The defense attorney sat. Score one for the commander. She had obviously done her homework.
That made one of us. I had been too busy overseeing attack drone production and getting into fights with horny Dri’kai generals to look into old legal cases from a civilization that had fallen.
The next few minutes were just formalities. The prosecution and defense both rested. There was
no questioning the defendants’ guilt, and it was obvious what punishment they would get.
And I’d have to carry it out. Damn.
Then Commander Loftsdóttir threw a curveball.
“Technician First Class Albert Lyncker and Assistant Botanist Rachel Hemmings, I find you guilty on all counts. Before I and the other judges retire to confer on your punishment, I will give you a chance to cooperate with the court in a way that will be considered in your favor. The two of you were caught with Senior Programmer Arnold Gilmore on the bridge hacking into the Nansen’s mainframe. Gilmore was killed in the fight. You subsequently claimed that he was the expert on the computer hack and you were assistants with little technical knowledge. This court finds that hard to believe. We suspect that you had some secret training in computer programming and hacking, just as some of your compatriots secretly trained in the use of small arms. Commander Ayers reported that the abilities of some of the Biospherists he engaged in combat was well beyond the basic training given to all crew members of the Nansen.”

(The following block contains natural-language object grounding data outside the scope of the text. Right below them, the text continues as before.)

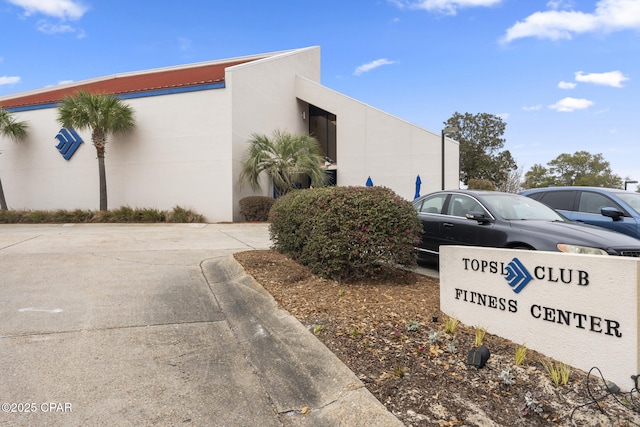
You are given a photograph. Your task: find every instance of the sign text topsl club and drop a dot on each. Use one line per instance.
(517, 276)
(561, 305)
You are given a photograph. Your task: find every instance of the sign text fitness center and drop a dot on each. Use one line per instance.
(518, 277)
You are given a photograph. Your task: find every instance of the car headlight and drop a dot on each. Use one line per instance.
(575, 249)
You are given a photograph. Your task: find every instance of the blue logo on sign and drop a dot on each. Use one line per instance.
(69, 141)
(517, 276)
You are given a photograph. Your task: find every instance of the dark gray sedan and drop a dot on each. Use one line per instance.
(506, 220)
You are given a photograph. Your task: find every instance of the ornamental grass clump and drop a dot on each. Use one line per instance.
(346, 233)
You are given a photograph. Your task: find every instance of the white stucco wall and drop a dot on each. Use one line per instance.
(178, 154)
(370, 142)
(263, 100)
(188, 147)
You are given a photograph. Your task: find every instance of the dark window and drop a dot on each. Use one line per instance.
(562, 200)
(593, 202)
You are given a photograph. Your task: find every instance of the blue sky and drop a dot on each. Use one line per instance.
(563, 74)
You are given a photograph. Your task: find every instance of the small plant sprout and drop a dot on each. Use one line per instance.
(565, 372)
(413, 326)
(507, 377)
(434, 337)
(450, 325)
(480, 334)
(452, 346)
(530, 404)
(400, 371)
(558, 372)
(521, 352)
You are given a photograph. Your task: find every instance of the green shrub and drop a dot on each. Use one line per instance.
(180, 214)
(345, 232)
(256, 208)
(124, 214)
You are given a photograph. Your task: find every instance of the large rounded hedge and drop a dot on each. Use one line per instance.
(345, 232)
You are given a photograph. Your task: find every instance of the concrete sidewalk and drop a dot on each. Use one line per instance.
(158, 325)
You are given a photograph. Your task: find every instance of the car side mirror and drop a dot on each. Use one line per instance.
(478, 216)
(612, 213)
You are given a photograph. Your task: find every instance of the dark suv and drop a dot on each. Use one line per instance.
(615, 209)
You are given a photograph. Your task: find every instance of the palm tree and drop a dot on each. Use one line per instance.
(104, 114)
(284, 158)
(14, 130)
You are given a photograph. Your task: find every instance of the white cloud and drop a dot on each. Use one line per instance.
(371, 65)
(571, 104)
(63, 9)
(48, 28)
(449, 7)
(9, 80)
(611, 78)
(609, 16)
(567, 85)
(532, 108)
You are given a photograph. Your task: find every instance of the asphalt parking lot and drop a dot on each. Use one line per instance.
(157, 325)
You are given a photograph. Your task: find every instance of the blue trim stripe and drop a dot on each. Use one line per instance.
(132, 95)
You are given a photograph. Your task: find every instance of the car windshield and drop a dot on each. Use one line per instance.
(632, 199)
(513, 206)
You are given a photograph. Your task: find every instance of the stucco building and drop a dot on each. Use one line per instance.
(192, 126)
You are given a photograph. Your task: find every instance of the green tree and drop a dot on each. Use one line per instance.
(14, 130)
(538, 176)
(103, 114)
(285, 158)
(580, 168)
(481, 142)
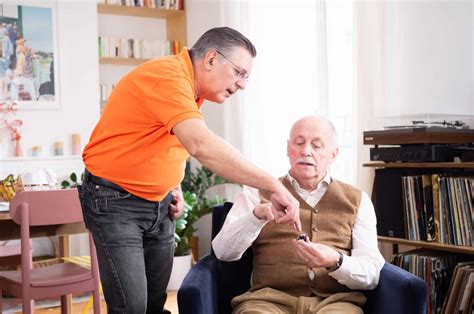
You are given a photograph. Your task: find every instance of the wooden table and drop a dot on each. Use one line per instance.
(9, 230)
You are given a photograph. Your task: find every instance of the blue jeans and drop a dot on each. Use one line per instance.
(134, 239)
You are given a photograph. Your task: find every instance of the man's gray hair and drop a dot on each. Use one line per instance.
(223, 39)
(331, 126)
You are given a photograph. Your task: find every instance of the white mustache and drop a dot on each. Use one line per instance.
(304, 160)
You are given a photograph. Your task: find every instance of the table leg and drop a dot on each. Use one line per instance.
(64, 251)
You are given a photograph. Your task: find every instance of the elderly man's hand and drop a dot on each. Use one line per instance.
(287, 208)
(316, 254)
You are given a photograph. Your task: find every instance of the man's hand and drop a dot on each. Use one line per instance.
(287, 208)
(316, 254)
(176, 208)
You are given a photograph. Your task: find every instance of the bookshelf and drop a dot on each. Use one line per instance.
(390, 196)
(127, 23)
(458, 168)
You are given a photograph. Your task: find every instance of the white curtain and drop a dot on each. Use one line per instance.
(304, 66)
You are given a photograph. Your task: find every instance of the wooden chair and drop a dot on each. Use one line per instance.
(32, 209)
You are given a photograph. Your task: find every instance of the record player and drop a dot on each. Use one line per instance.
(439, 141)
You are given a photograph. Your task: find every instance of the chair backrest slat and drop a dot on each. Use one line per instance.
(51, 207)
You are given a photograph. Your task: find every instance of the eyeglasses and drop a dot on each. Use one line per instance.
(240, 73)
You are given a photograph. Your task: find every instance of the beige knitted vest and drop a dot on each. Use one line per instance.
(330, 222)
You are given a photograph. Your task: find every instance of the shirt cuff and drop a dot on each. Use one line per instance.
(255, 222)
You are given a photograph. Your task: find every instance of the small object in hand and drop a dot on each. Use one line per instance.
(303, 237)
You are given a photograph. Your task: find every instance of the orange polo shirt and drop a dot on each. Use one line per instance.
(132, 145)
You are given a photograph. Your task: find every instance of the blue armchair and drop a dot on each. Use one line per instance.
(211, 284)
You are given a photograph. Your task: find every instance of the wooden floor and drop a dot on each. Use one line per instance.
(171, 305)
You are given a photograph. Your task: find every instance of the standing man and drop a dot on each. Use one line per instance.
(135, 162)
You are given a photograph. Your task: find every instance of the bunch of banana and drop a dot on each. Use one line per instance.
(9, 187)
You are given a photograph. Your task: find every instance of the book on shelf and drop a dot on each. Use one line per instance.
(436, 268)
(428, 207)
(115, 47)
(439, 207)
(153, 4)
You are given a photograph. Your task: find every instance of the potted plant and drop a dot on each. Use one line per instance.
(197, 204)
(195, 185)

Damn right it was. I got hit several times and if I hadn’t gotten into a combat suit just in the nick of time, I’d be compost in one of the Nansen’s botanical pods.
The commander went on.
“As you know, your alterations to the machine code have caused numerous errors in the system and we have suffered several system failures and glitches. We are in an extremely dangerous situation and cannot afford to run on reduced capacity. If you share what you know about the hack, we will take that into consideration in your sentencing.”

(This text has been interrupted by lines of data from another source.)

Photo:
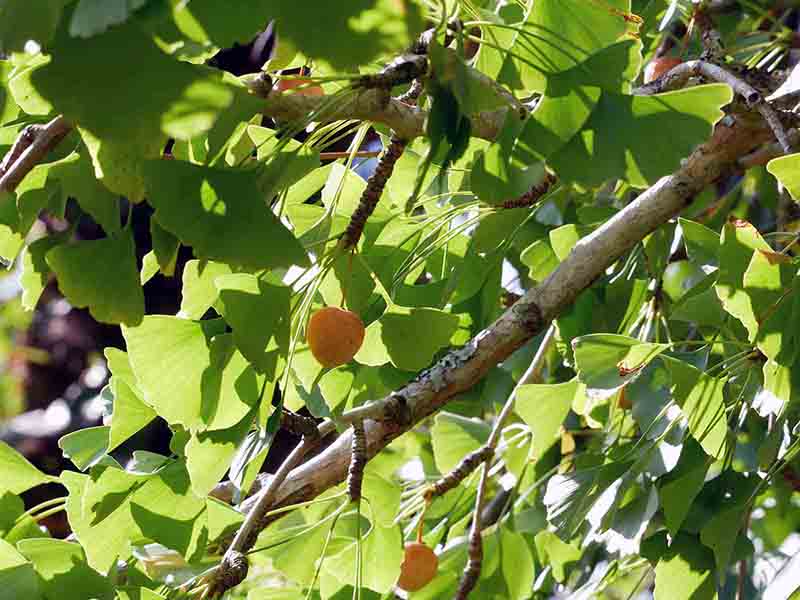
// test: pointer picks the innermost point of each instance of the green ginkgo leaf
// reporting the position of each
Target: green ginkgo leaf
(82, 269)
(221, 215)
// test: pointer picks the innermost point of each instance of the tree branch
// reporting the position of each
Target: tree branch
(472, 570)
(679, 76)
(31, 147)
(387, 419)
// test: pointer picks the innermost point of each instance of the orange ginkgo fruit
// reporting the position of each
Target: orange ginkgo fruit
(418, 568)
(658, 66)
(334, 335)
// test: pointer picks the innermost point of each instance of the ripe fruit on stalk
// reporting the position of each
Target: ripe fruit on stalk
(658, 66)
(418, 568)
(334, 335)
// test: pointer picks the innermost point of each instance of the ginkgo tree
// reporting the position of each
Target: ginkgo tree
(566, 296)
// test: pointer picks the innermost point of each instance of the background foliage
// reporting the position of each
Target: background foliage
(656, 453)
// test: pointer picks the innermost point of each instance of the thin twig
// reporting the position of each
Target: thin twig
(45, 139)
(345, 154)
(251, 527)
(709, 36)
(533, 195)
(358, 460)
(678, 77)
(475, 550)
(373, 192)
(767, 152)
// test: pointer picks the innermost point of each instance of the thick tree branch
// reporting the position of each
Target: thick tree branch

I took a deep breath. I had not expected her to extend an olive branch like that.
I did expect the response, though.
Both of the terrorists glared at Commander Loftsdóttir and said nothing.
Typical. They wanted to be martyrs. They weren’t going to sell out now. That would make everything they did before meaningless.
Commander Loftsdóttir took a deep breath and said, “Clear the courtroom of everyone but the judges, the attorneys, Major Li, and the prisoners.”